Während eigene Vorstellungen nicht auf Bewegungen übertragen werden sollten, stellt die anarchistische Entkolonialisierung dennoch "anarchistische Werte" in einen Fokus, die das Erbe der Zivilisation in Frage stellen. Diejenigen, die marginalisiert und rassifiziert sind, sind nicht unbedingt frei von der Gefahr der Kolonialität. Der techno-industrielle Fortschritt ist die Kunst, die Wünsche der Unterworfenen zu erobern. Die Souveränität kolonisierter Völker zu unterstützen, bedeutet nicht, dass du jede Person, jedes Projekt und jede Bewegung unterstützen solltest. Es gibt viele Indigene, Schwarze und rassifizierte Menschen, die die Werte der Kolonialisierung verinnerlicht haben, und du tust dir keinen Gefallen, wenn du ihnen hilfst, an die Macht zu kommen. Kämpfe für befreiende Ideen, nicht für Nationen oder Blutlinien.

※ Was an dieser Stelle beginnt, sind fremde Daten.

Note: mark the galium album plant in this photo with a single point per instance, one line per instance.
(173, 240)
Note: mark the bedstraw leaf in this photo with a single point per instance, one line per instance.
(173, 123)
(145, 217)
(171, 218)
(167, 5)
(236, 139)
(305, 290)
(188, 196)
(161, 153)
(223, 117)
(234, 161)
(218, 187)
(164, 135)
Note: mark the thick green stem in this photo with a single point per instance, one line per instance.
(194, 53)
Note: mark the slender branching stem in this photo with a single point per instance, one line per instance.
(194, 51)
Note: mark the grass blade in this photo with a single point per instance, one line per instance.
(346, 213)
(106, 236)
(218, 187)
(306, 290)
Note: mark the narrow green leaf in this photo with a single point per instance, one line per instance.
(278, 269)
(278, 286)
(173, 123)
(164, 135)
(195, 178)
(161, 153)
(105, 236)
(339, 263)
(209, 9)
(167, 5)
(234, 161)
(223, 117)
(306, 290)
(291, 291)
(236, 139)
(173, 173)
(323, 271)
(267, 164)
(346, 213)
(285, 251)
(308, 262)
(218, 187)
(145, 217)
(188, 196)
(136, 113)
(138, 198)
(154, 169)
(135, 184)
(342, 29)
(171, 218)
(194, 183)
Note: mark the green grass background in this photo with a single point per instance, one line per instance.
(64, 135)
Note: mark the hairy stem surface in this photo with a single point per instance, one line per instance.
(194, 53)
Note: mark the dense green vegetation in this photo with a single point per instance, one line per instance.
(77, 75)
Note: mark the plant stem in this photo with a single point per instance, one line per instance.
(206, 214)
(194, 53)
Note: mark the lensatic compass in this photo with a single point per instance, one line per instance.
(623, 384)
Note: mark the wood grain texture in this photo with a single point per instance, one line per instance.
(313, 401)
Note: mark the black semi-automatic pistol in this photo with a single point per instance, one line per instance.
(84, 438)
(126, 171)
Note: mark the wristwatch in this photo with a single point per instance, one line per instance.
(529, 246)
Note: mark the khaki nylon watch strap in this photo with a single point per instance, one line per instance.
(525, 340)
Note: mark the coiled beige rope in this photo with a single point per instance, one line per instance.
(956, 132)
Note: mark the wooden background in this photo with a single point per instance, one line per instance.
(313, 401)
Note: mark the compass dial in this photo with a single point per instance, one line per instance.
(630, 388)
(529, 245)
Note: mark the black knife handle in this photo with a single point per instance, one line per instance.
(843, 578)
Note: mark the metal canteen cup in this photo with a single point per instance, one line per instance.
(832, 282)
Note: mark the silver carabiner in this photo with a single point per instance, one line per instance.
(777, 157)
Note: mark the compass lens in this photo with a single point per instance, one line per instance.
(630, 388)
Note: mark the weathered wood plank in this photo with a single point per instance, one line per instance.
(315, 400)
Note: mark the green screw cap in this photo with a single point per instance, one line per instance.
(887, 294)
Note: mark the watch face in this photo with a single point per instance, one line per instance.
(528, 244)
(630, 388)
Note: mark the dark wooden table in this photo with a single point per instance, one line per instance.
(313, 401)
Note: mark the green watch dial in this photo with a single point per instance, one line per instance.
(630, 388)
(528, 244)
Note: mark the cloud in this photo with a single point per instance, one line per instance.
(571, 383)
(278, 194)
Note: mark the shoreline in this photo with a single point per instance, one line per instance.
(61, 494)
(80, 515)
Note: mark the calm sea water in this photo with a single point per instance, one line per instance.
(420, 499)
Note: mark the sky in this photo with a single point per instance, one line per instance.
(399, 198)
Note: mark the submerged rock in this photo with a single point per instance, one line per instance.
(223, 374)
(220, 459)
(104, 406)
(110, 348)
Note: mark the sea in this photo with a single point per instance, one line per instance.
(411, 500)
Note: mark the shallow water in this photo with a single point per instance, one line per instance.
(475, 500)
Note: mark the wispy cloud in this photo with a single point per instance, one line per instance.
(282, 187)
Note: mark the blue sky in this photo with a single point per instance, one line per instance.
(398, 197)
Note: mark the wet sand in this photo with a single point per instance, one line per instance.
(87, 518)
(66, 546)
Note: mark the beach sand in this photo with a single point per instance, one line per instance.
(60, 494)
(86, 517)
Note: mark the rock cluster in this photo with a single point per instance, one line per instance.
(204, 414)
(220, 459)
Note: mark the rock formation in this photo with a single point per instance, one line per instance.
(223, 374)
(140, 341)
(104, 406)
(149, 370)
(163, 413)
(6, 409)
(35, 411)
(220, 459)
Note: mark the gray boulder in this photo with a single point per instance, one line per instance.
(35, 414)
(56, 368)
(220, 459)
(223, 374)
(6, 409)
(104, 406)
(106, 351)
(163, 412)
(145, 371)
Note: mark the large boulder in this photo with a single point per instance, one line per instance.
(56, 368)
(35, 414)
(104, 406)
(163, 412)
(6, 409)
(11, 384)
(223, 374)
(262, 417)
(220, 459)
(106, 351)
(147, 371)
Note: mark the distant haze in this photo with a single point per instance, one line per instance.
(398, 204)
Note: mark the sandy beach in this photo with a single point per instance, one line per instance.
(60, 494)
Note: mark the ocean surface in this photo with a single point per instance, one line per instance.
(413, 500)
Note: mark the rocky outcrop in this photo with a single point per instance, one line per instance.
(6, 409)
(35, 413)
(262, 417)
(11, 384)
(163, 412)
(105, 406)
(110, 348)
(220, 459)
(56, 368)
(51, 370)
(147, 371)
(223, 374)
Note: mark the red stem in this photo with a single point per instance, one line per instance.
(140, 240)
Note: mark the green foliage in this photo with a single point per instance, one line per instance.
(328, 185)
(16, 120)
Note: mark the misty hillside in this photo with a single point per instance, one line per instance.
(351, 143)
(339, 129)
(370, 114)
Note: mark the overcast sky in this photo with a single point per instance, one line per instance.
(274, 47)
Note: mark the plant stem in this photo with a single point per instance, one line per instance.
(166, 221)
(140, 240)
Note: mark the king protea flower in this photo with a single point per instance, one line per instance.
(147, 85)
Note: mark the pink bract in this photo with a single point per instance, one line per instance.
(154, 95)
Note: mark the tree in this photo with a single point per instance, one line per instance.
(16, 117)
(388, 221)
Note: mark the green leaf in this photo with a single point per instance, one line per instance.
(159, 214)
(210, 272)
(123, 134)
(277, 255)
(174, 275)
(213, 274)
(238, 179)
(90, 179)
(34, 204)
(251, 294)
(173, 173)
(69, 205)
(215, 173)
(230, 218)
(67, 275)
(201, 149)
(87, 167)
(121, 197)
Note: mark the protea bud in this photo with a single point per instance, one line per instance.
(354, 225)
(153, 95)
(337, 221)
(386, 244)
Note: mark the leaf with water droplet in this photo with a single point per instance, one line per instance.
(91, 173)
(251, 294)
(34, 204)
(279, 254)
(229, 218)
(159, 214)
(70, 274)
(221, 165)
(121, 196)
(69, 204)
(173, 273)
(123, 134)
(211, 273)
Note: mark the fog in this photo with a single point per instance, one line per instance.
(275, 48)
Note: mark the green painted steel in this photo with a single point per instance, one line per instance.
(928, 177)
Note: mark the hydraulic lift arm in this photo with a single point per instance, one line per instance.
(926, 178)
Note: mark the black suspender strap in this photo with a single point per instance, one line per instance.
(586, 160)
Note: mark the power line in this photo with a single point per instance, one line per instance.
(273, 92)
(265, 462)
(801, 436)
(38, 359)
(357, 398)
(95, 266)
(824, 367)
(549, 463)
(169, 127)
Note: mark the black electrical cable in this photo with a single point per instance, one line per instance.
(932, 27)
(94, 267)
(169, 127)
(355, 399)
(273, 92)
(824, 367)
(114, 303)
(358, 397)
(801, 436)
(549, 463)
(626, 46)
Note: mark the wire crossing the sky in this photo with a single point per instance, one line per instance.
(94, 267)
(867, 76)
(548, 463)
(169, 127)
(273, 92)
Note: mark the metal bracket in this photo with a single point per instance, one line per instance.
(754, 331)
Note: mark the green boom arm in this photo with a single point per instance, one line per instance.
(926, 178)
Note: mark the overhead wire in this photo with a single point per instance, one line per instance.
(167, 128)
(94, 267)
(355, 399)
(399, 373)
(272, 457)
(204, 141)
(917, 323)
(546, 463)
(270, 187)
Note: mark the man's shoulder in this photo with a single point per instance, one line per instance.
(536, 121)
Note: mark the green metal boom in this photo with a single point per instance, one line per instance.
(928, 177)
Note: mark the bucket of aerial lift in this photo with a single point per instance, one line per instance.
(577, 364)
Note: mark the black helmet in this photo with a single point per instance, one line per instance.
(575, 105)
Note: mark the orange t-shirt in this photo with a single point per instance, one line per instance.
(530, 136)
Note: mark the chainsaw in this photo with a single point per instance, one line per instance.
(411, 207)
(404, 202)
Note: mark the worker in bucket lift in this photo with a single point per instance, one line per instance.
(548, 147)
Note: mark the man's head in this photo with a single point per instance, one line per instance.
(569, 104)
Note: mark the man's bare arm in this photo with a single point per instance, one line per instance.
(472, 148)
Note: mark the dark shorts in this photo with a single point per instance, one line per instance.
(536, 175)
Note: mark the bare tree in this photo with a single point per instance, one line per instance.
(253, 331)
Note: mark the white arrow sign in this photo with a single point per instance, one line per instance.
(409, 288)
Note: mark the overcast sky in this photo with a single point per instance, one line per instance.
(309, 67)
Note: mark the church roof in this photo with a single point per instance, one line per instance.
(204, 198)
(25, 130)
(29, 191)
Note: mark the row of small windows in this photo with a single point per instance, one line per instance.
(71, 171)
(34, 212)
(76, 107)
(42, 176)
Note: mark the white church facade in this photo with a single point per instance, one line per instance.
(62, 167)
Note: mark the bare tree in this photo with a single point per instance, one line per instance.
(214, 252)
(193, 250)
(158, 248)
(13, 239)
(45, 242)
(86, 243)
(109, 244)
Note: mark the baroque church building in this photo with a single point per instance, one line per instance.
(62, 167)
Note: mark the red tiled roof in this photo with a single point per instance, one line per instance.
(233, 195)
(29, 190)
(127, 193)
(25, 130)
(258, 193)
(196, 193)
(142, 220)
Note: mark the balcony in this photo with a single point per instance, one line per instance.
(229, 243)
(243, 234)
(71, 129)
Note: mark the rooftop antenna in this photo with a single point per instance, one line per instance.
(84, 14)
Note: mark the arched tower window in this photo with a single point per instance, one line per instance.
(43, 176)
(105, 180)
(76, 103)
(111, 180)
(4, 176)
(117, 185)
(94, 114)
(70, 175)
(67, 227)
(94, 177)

In einem anarchistischen antikolonialen Kampf kann die anarchistische Entkolonialisierung ihren wahren Geist zeigen und für die vollständige Befreiung von Menschen und Nicht-Menschen kämpfen. Dabei schöpft die anarchistische Entkolonialisierung aus verschiedenen anarchistischen Tendenzen. In Anlehnung an die aufständische Tendenz wird der (neo-)koloniale Staat als Besatzungsmacht identifiziert, welche einen permanenten Krieg mit niedriger und hoher Intensität führt, um natürliche Ressourcen zu kontrollieren und Menschen zu domestizieren. Die feministische und queere Tendenz liefert notwendige Positionen, um die Konstrukte des Patriarchats, der Geschlechterbinarität und der Heteronormativität zu identifizieren und zu zerstören. Besonders relevant für den antikolonialen Kampf ist schließlich die grüne Tendenz, bei welchem ökologische Themen, Verteidigung von Land und die Befreiung von Mensch und Tier in einen weiteren Mittelpunkt gestellt werden.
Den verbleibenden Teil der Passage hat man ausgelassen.